I shared my experience in managing sales teams and evaluating investor presentations about what works and what does not work in pitching.  I let them know that even the most seasoned professionals can mistakenly focus on the “hot” features without direct alignment to what makes you stand out against your competition.

My lesson, you must compete for mind share before you get market share. Whether selling your idea, your services, your business or just you, always use your valuable marketing resources to promote what makes you better than the rest — your strengths!

Have you identified your market strengths?  Recently? And once you found your strengths, have you effectively managed and built them up in your marketing?

The easiest tool to define your strengths is the simple risk assessment that every marketing plan must include — SWOT Analysis.  No matter the size of your business, you must know your Strengths, Weaknesses, Opportunities and Threats.  

Complete a SWOT Analysis to Find Your Strengths

If you have already completed a SWOT analysis on your company, product or service, dust it off and review it today.  Is it still accurate?  Hopefully you have evolved!  Your strengths are not set in stone.  They are dynamic based on competition, economics, innovation, market growth or decline and shifting attitudes toward your business and products from consumers and employees.

If you have not completed a SWOT Analysis, take out a piece of paper now. Draw four boxes and label them: strengths, weaknesses, opportunities and threats.  In each box, list out what you currently say, believe or understand as your strengths and your weaknesses, the opportunities you see where you can grow and threats in your business to achieving your goals.

This initial SWOT Analysis is meant to be quick; however, a thorough strategic marketing plan will take more time and resources for a complete evaluation.  You will ultimately want an assessment that has multiple inputs including employees, executives, vendors, partners and current, potential and lost customers.

A SWOT analysis is useful to make sure you are current with messaging on how you are perceived and understood in the market place.  It is a business planning tool that should be evaluated quarterly to make sure market opportunities are seized and threats are assessed and mitigated.

The next step is to audit your current marketing programs and communications to see how effective you are in defining your strengths.  Are you placing all your strengths on the first page, first paragraph, above the fold and in your elevator pitch?  Review your marketing tactics to see how well you represent your strengths. Start your assessment with:

1.  Branding – Do you clearly communicate and represent your strengths in the essence of your brand and your identity?

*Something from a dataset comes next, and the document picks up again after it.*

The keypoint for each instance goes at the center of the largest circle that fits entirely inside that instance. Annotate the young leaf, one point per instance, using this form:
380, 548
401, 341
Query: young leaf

2.  Communications – Do you detail your strengths in all your marketing communications, including sales presentations, collateral and on your web site?

3.  Sales – Can your sales representatives and customer-facing employees recite your top five strengths?  Where are they detailed in your standard sales presentation?

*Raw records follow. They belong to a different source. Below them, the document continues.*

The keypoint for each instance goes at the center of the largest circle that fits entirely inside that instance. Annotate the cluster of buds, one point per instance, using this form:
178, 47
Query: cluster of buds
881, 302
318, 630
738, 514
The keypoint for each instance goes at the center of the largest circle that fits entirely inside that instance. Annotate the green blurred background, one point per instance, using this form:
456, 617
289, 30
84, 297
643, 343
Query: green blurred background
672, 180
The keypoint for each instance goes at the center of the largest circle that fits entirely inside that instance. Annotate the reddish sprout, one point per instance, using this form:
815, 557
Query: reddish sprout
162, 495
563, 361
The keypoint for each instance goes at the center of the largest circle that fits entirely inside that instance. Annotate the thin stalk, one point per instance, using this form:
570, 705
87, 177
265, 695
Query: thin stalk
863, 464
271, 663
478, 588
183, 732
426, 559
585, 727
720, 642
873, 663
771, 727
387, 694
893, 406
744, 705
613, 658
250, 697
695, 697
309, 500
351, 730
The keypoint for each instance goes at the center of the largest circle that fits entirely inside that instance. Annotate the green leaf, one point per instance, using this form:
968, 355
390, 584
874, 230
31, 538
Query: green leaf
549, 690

4.  Public and Analyst Relations – Does your boiler “About Us” include your marketing strengths?  Are you able to weave your strengths into every new release?

5.  Social Media – How often do you remind your fans and followers about your strengths?  Are they listed in your social profiles?  How many weekly posts include mention of your strengths?

In order to create demand and achieve anticipated growth, you need to market to your strengths. Make sure you are consistent, clear and current in your messaging and get the word out why you are better than all the rest.